Sobrinha do pescador mais antigo da Murtosa, Domingas Cardoso confessa que esta relação familiar lhe dá uma “motivação extra para organizar todo o pessoal e continuar a participar nesta festa que traz sempre consigo as típicas regatas de bateiras à vela e de barcos moliceiros”, pois toda a sua família é murtoseira e sempre esteve ligada à pesca e à ria, o que fez com que sempre estivesse em contacto, em particular, com o barco moliceiro.

Este evento exige muito esforço e tempo por ser uma tarefa extra emprego e organizar o “staff” também não é tarefa fácil, mas no fim “todo o esforço vale a pena” porque são todos “filhos da terra”, todos trabalham para “manter vivas estas tradições tão bonitas que proporcionam memórias igualmente belas e que ficam guardadas em cada um de nós”, afirma Domingas Cardoso.
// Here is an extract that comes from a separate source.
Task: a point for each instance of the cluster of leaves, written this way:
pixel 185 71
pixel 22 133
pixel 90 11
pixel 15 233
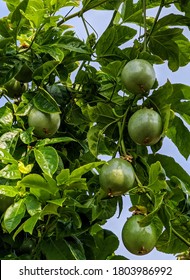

O grupo tem um ritual muito interessante e emocionante no fim de cada atividade: “Formamos todos uma roda, damos as mãos cruzando os braços e cantamos a “Canção do Adeus”. É uma cantiga típica escutista e que é cantada no fim de cada atividade, como forma de encerramento mais séria e que evita dizer simplesmente “até amanhã” e cada um seguir para o seu caminho. Acho muito bonito e fazemos questão de a cantar sempre, anos após ano”, assegura.

Domingas Cardoso remata destacando o refrão dessa mesma música: “Partimos com a esperança irmãos, De um dia aqui voltar, Com fé e confiança irmãos, Partimos a cantar”.